Your dog might not be able to locate his toys as easily as before, or might start bumping into furniture. These are all signs of a vision problem.

How to Treat Canine Cataracts

Once you notice that your dog is displaying the symptoms above, the best course of action is to take them to the vet. The vet will want to know about the medical history of your dog so be sure to provide them with any previous medical records.

The vet will also proceed to conduct a physical examination. The dog may get a blood test as well as a urine analysis. This will help to determine if there are any underlying conditions that may lead to the development of canine cataracts such as diabetes.

In such an instance, the dog will be put under the right medication.

There will also be a physical analysis of the eyes. There is a high chance that you will be directed to a veterinary ophthalmologist who is better suited to handle issues relating to vision. Cataracts in dogs have a tendency to develop at a rapid rate.
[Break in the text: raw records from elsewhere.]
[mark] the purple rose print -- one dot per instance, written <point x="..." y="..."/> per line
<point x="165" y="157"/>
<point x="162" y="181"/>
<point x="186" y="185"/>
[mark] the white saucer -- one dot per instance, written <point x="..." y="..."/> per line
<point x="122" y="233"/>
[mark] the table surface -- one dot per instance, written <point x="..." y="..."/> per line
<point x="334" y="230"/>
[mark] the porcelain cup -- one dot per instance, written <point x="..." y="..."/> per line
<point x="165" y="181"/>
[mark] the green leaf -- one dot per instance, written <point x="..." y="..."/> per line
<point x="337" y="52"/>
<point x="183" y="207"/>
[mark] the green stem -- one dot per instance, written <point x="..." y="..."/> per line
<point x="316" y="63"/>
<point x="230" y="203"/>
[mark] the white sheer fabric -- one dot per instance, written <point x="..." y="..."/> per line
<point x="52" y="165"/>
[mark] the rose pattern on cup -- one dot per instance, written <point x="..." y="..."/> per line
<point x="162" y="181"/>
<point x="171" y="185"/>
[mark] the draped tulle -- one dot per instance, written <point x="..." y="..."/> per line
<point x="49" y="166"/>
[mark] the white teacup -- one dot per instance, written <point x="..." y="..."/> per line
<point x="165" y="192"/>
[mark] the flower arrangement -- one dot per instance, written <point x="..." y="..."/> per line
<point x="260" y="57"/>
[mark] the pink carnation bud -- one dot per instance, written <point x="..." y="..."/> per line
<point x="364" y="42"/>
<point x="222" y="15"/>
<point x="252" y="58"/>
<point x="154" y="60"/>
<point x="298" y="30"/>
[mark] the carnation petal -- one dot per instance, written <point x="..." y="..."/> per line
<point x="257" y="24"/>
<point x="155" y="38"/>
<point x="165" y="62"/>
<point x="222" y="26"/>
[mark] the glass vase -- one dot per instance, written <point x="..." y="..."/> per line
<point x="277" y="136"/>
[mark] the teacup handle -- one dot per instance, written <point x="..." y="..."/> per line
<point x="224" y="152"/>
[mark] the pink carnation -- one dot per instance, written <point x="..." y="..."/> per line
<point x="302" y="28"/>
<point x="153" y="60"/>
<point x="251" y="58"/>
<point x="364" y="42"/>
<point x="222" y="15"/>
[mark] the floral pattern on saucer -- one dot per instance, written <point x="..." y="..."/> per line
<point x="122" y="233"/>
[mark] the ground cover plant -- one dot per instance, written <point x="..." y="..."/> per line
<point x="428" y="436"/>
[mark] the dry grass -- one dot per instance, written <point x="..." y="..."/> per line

What Does Cataract Surgery Involve?

Cataract surgery for dogs involves administering general anesthesia. The surgeon inserts a slit in the eye and a small tool is used to slide the lens out. A replacement lens is inserted and your dog’s vision is as good as new.

Cataract surgery for dogs is quick and painless and almost always results in a positive outcome.  Yes, it’s expensive, but hopefully you can find a cheaper route through one of the methods above. 

Regardless of the cost, it is a worthwhile option to improve your dog’s quality of life.